The current denoising model developed for this project is somewhat peculiar. It introduces noise to a completely black image. Although the output appears to the human eye to be completely the same, the segmentation algorithm appears to be very sensitive to the noise (albeit visually appealing) added by the denoising process. It would be good to redevelop the model to add the exception for the case of RGB values of (0,0,0) to do nothing. This has led to the use of the original file to produce segments due to the inconsistencies produced by the model.

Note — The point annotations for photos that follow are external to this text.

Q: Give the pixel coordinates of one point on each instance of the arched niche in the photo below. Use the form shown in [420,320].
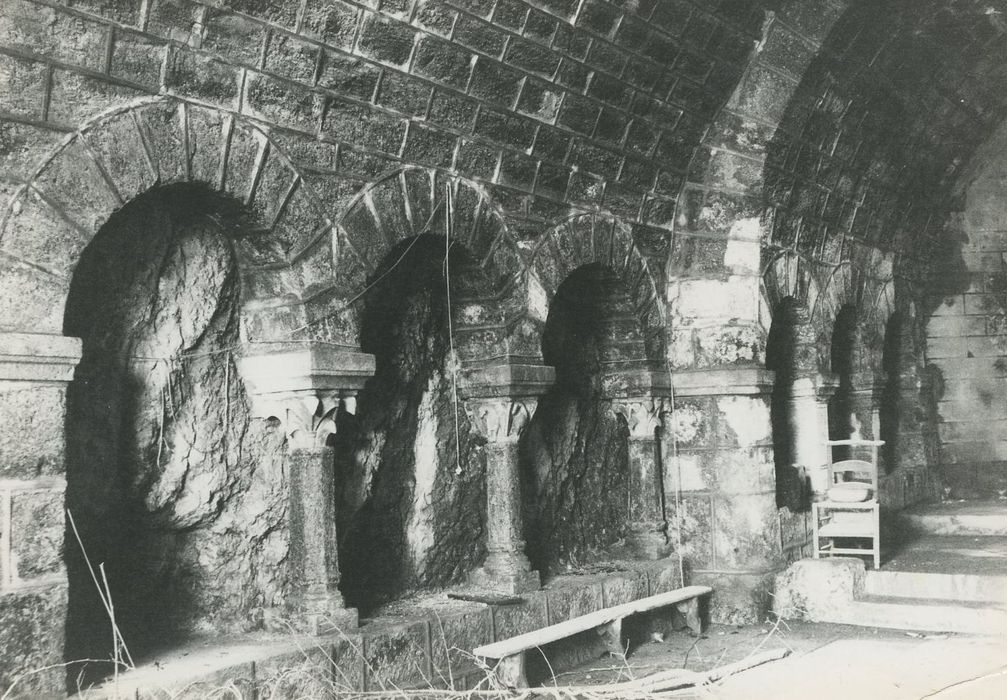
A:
[790,356]
[211,189]
[411,476]
[171,482]
[577,476]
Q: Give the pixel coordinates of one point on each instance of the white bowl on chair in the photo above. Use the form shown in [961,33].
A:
[850,493]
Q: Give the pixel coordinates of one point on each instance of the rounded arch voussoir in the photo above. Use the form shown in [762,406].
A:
[133,149]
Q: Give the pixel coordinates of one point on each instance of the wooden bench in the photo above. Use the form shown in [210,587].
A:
[510,654]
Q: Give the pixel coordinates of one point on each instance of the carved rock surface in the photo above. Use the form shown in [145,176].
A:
[171,482]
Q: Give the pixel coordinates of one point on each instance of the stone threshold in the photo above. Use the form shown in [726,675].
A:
[421,642]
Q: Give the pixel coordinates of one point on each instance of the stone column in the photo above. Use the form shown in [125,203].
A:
[500,401]
[34,372]
[303,386]
[640,397]
[810,412]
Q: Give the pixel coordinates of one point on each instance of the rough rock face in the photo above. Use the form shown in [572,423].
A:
[408,518]
[170,481]
[575,456]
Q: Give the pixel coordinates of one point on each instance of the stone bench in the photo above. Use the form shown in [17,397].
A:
[510,654]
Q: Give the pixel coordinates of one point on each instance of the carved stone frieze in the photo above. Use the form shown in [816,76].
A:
[500,419]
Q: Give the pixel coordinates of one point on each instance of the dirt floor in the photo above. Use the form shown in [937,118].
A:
[826,661]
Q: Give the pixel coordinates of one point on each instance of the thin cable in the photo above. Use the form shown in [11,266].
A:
[453,358]
[678,477]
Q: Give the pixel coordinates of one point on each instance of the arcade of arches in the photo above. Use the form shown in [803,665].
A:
[312,306]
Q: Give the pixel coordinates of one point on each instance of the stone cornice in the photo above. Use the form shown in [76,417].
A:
[38,358]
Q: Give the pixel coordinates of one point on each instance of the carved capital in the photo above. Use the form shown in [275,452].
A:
[308,418]
[642,415]
[500,419]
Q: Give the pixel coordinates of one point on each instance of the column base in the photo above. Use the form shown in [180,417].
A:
[506,574]
[650,545]
[315,615]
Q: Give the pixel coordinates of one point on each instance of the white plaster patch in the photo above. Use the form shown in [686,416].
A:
[538,299]
[742,254]
[735,297]
[747,418]
[420,534]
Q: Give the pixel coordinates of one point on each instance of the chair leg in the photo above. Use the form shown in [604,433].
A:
[690,608]
[815,525]
[611,637]
[510,671]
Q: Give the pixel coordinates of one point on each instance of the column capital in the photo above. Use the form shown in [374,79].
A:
[500,419]
[821,386]
[38,358]
[642,414]
[301,385]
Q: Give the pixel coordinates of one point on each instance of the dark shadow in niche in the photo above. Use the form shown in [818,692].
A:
[781,357]
[842,355]
[574,467]
[409,518]
[159,278]
[889,413]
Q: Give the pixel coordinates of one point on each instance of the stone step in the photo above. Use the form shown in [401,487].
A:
[980,519]
[923,614]
[952,587]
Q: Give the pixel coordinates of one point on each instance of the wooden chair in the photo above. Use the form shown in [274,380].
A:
[851,509]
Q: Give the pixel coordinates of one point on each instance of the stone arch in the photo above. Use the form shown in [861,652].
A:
[591,239]
[416,200]
[122,153]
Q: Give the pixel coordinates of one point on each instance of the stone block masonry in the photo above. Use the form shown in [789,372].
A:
[549,92]
[34,371]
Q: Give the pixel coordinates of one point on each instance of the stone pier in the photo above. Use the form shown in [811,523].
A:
[720,446]
[34,372]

Currently, the current segmentation code uses a custom RGB class. Although simpler than the OpenCV matrix representation, it would be easier to read the code and easier to adapt the code if everything used was of type OpenCV. In addition to this, the segmentation, although completely dependent on the RGB class (can adapt the diff condition to fit YUV), can be implemented into the YUV format. This will make it unnecessary to use cv::cvtColor to convert between YUV and RGB. This will make it unnecessary to use cv::cvtColor to convert between YUV and RGB.
For improvements to the CNN, a better optimizing algorithm can be implemented in the future (when one is developed) to further reduce the required memory for computation. Currently when running the model, it takes several days and a server with 128Gb of RAM to finish. Using a rig with any lower amount of RAM will cause the memory to overflow. Although probably infeasible now there is a possiblility of moving the core algorithm (without segmentation).

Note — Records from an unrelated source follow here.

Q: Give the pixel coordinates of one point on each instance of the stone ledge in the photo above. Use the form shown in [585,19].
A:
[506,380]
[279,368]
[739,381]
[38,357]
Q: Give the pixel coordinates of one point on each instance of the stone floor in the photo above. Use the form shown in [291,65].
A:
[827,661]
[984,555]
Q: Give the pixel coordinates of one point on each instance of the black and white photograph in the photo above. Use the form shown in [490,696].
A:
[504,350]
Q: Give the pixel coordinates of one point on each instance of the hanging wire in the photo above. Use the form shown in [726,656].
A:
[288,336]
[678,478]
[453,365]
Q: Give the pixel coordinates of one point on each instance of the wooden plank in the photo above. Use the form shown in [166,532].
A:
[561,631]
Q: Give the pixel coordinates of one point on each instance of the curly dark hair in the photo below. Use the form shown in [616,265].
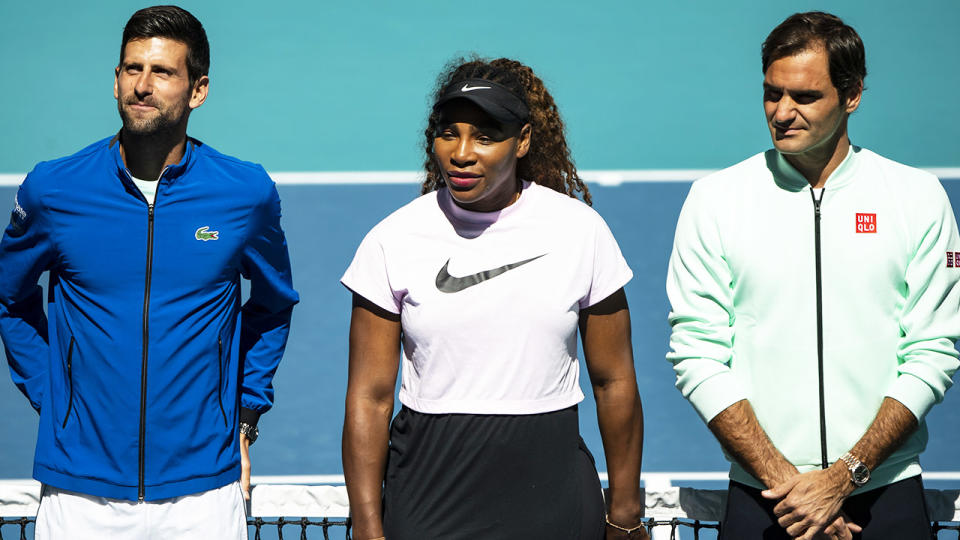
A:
[802,31]
[548,161]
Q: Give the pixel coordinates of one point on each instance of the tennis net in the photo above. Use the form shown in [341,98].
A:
[301,509]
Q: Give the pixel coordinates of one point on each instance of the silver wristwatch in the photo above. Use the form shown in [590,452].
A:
[250,431]
[859,473]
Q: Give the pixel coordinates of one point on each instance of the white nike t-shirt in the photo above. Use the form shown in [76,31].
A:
[489,302]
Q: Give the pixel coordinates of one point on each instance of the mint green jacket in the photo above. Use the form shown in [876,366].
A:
[742,287]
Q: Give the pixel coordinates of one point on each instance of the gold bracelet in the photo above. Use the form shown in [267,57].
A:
[624,529]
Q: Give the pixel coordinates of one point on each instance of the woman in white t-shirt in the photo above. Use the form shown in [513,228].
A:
[484,281]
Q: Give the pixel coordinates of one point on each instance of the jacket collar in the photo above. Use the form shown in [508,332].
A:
[171,172]
[789,178]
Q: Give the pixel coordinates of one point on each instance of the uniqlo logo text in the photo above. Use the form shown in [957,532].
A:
[866,223]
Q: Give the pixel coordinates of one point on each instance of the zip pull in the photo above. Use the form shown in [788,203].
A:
[817,201]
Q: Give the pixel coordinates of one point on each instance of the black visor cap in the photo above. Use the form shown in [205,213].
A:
[495,99]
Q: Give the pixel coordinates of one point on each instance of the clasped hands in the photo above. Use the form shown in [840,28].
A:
[810,503]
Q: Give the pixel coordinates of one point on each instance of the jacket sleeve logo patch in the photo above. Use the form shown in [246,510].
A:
[18,218]
[204,233]
[866,223]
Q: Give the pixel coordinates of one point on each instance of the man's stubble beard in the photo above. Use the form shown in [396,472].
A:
[164,122]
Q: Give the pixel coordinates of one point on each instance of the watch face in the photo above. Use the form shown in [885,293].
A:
[861,474]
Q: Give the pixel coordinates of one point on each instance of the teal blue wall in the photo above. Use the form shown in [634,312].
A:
[311,85]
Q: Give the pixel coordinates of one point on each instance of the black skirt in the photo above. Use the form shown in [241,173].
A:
[467,476]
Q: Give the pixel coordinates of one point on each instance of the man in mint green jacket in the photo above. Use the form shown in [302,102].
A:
[815,305]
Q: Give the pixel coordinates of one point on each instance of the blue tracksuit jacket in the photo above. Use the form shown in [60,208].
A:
[141,366]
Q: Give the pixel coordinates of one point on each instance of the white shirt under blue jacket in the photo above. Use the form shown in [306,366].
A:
[144,365]
[742,285]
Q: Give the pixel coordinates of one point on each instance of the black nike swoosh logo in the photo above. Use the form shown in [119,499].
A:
[451,284]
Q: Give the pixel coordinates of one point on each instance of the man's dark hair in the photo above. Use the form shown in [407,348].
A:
[804,31]
[176,23]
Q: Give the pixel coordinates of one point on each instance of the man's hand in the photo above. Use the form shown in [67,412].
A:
[811,503]
[245,466]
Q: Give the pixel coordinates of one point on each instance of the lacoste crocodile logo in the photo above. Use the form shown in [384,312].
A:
[451,284]
[204,233]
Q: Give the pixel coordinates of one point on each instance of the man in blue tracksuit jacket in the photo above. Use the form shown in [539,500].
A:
[148,374]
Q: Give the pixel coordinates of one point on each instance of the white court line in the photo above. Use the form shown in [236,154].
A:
[612,177]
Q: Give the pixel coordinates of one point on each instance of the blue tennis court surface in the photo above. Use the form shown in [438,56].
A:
[324,224]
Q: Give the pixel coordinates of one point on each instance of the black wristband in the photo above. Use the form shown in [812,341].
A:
[249,416]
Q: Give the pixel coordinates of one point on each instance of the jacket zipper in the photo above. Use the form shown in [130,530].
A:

As we know that, Android has native support for OpenCL, which will open the possibility to the device’s native GPU to implement the algorithm on mobile devices. This will significantly reduce the runtime as we have seen above due to the parallelization capabilities of GPUs. As the chips are getting faster and faster, it is possible to run the implementation in real-time, especially for 480P->720P, 720P->1080P. This makes it possible to make the most use out of the available cable bandwidth. This is very desirable to for streaming services (albeit at the dismay of the user) as they can stream compressed video and upscale it on the users’ end claiming “true HD resolution”.